Forse proprio dall’Italia, al netto del rilevante astensionismo, il corpo elettorale ha voluto inviare un’indicazione precisa, non si sa quanto consapevole, che vede il configurarsi di un nuovo bipolarismo affidato alla forza comunicativa e al linguaggio diretto della Meloni e della Schlein.
Nel Meridione il voto ha rafforzato la proposta politica delle forze progressiste e di certo hanno pesato le indicazioni drastiche del governo sui diritti sociali e sull’autonomia differenziata. Nessuno, pertanto, dovrebbe rivendicare meriti se non i singoli candidati che hanno conquistato il consenso.
Questo nuovo bipolarismo sembra avere anche una rappresentazione territoriale, piuttosto delineata, con il centro nord che esprime una linea marcatamente filo governativa.
Il quadro generale europeo riporta, alla fine, una sostanziale tenuta delle forze democratiche europeiste, ma la forte presenza delle formazioni sovraniste è ormai un dato acclarato che richiede una risposta forte e concreta sul piano delle riforme che la prossima Commissione dovrà adottare; urge cioè un cambio radicale di rotta che dovrà tenere conto non solo delle difficoltà interne, rappresentate dalle correnti d’opinione avverse al percorso dell’integrazione, ma anche ai cambiamenti degli scenari internazionali che, ad oggi, vedono l’Unione Europea come una sorta di vaso di coccio tra i giganti (Stati Uniti, Cina e Russia) che si contendono il timone del nuovo ordine mondiale.
C’è un altro aspetto che è stato evidenziato dagli osservatori delle maggiori testate giornalistiche americane e riportato da Federico Rampini su “la Repubblica”, ovvero il ridimensionamento del tema cruciale dello sviluppo sostenibile e delle politiche ambientali: a tal riguardo ha destato clamore la batosta elettorale dei “Grunen” tedeschi, il partito simbolo delle battaglie verdi in Europa.
Oggi il “modernismo“, a tutti i costi, delle politiche di riconversione energetiche viene visto come una minaccia ai settori produttivi tradizionali e ai posti di lavoro nella grande industria e nell’agricoltura, con la spada di Damocle della concorrenza cinese, libera da prescrizioni, che pende sul manifatturiero europeo.

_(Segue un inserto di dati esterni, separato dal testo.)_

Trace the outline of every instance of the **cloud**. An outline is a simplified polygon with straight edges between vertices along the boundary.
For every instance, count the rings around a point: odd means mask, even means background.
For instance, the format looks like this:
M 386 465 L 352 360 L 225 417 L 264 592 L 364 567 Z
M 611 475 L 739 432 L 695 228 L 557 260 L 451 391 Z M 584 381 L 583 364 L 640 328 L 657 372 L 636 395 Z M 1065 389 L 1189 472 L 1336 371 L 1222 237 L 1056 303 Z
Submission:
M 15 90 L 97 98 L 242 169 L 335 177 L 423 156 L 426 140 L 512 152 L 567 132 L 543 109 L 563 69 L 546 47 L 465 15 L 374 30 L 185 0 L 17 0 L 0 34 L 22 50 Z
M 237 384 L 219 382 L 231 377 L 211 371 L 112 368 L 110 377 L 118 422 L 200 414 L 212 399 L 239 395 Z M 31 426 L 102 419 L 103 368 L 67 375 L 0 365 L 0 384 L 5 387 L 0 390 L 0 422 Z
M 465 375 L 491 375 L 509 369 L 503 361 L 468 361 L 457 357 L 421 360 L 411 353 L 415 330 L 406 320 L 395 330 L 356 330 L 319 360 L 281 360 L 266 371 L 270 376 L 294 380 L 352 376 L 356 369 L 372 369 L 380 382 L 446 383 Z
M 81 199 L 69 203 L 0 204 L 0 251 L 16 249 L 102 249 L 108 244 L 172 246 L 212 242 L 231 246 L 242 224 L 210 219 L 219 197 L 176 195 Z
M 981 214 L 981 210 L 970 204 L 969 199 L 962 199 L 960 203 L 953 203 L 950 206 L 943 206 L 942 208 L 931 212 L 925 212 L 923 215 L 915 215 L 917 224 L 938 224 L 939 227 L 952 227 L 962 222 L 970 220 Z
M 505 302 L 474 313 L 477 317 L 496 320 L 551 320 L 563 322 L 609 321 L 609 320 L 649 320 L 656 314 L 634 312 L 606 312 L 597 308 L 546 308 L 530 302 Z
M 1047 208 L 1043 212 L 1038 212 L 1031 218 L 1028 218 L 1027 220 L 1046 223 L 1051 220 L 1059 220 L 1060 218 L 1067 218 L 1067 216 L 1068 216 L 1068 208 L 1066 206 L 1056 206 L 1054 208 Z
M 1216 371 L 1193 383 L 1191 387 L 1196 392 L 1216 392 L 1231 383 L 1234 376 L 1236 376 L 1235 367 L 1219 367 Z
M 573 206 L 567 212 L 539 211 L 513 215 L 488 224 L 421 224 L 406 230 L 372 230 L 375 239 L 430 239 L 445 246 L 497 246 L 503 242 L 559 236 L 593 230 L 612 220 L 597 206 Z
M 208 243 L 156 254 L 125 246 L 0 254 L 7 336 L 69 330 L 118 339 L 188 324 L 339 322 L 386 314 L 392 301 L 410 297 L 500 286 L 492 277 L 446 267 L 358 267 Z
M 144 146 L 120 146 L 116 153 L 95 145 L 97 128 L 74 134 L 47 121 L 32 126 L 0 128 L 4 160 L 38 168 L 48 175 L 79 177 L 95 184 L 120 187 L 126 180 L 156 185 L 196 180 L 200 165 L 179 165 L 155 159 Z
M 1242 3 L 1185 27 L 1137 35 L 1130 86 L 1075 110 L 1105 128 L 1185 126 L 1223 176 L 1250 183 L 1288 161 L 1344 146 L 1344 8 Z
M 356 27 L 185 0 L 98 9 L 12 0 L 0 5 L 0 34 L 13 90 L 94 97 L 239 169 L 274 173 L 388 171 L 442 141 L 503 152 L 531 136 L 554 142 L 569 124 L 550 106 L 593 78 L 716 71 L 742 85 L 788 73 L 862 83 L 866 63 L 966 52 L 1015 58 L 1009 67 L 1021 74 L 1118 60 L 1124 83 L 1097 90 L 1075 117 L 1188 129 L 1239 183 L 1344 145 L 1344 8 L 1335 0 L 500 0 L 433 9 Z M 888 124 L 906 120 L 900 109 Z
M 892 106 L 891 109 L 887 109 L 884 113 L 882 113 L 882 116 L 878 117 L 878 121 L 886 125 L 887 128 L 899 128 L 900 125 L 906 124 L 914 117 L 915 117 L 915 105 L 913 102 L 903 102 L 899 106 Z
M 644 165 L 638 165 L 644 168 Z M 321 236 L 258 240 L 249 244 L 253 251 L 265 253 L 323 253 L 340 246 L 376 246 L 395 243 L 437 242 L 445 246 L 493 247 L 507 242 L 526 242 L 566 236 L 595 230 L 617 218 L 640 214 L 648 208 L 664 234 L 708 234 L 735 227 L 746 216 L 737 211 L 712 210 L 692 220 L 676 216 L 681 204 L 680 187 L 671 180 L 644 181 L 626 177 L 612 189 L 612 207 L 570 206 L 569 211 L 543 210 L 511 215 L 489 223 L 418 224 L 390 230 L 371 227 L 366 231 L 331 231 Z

L’identità europea, intesa come orizzonte, è in una fase se non di riflusso, sicuramente di stagnazione e, per usare un’espressione adesso in voga in Italia nella narrazione politica, il cittadino europeo medio non vede arrivare nulla di positivo dalla transizione che dovrebbe portare il Vecchio Continente al cospetto del futuro.
Difficile dire se gli elettori europei abbiano fatto una scelta meditata e analitica nelle urne, o piuttosto abbiano scelto di non scegliere, delegando il tutto a quella tecnocrazia europea che si alimenta di astensionismo e qualunquismo.